The department has forbade bonuses, prizes, rewards, and all increased or additional commissions or compensation for agents and brokers based upon the volume of any new or renewed business or policies written.

However, cheap items and tokens, like a pin, a ribbon or perhaps even a tin loving cup, are allowed as recognition of merit to keep the agent work force spirits up. 

Results have been encouraging since the directive — for a while. Some life insurance companies' behavior apparently slipped to the point where they were misunderstanding, or worse, even ignoring the department's rules.

Not a good idea in New York, then and now. 

Silver tea services, briefcases, fountain pens and Eversharp pencils, among other things forbidden as agent prizes may be making a comeback, and that could be a problem, according to New York insurance superintendent at the time, Francis Stoddard Jr., in a letter to all state-authorized life companies.

However, Stoddard suggested — oh so slightly — that he would allow some leniency in light of unnamed conditions and allow for a sliding scale of prize values depending on the scope of the contest, the amount of premiums involved, the frequency of contests, and other factors.

"I am of the opinion that the phrase in [insurance code] § 97 'small intrinsic value' should not be given a narrow interpretation in view of present day conditions," he wrote.

But what New York is most concerned about are new abuses that go beyond the giving of a special pen or a quality umbrella (were there any other kind, then?) to life insurance agents.

This may be a good time — before heading to the NAIC summer meeting in Indianapolis; life industry meetings in New Orleans, California, Fort Lauderdale and Cancun; or to all those far-flung International Association of Insurance Supervisors (IAIS) meetings in Brussels, Basel, Bonn, Gibraltar and Paris — for insurance professionals to take heed. 

Recent tendencies "toward making conventions more and more pleasure outings and less of business conventions," have become apparent in the life insurance arena, Stoddard warned.

The New York superintendent then strongly cautioned life insurers against pleasure outings as a reward based on the volume of any new or renewed business.

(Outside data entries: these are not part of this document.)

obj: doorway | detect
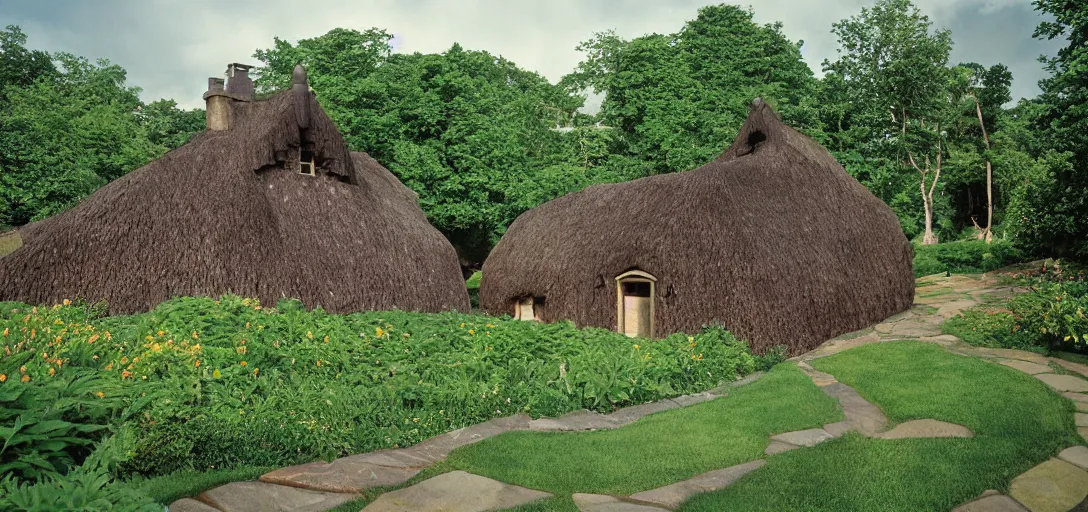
[616,271,657,338]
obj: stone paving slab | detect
[820,383,888,436]
[1035,373,1088,392]
[571,494,668,512]
[631,459,767,509]
[1050,358,1088,377]
[260,459,423,492]
[166,498,222,512]
[998,359,1054,375]
[200,482,359,512]
[824,421,854,437]
[1058,446,1088,470]
[770,428,834,447]
[362,471,552,512]
[798,361,839,387]
[874,420,975,439]
[952,494,1029,512]
[1009,459,1088,512]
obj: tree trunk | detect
[975,98,993,243]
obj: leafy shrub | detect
[942,260,1088,350]
[0,296,757,475]
[914,240,1024,277]
[941,310,1039,350]
[0,465,162,512]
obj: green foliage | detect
[254,28,587,262]
[0,371,121,479]
[465,272,483,310]
[0,26,203,226]
[0,465,162,512]
[941,265,1088,351]
[446,364,842,497]
[678,341,1084,512]
[914,240,1024,277]
[1018,0,1088,259]
[562,4,818,175]
[0,297,756,475]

"Conventions must be held at places where it is apparent that the object is to attend to the business of the company and not to subordinate such business to pleasure outings," the department ruled.

Okay, then maybe Indianapolis is okay. 

Also, there shall be no expense-paid pleasure side trips which interfere with the business of the convention, Stoddard warned.

Any violation of any of the provisions of the New York Insurance Law makes any foreign or domestic company, or any person guilty of such violation subject to prosecution, the superintendent warned.

Non-domestic insurers who also do not comport with the provisions will not be permitted to do business within the state, he warned. 

This directive has been subsequently withdrawn. And Stoddard left office a month later.

It's been 90 years since Stoddard issued his warning. Today, New York is a lot different–but it still is a land of strong consequences, with officials like Eliot Spitzer, who took down AIG's CEO, and Ben Lawsky, the state's first superintendent of financial services, who goes after international banks and wins big fines, courted top life insurance CEOs in his first week in office to help him broker deal for a $100 million  fund for short-changed annuity policyholders left behind by a company that failed two decades ago, or calls for, against the good graces of the NAIC leadership, a national moratorium on captive insurance transactions – all before breakfast (or an early lunch).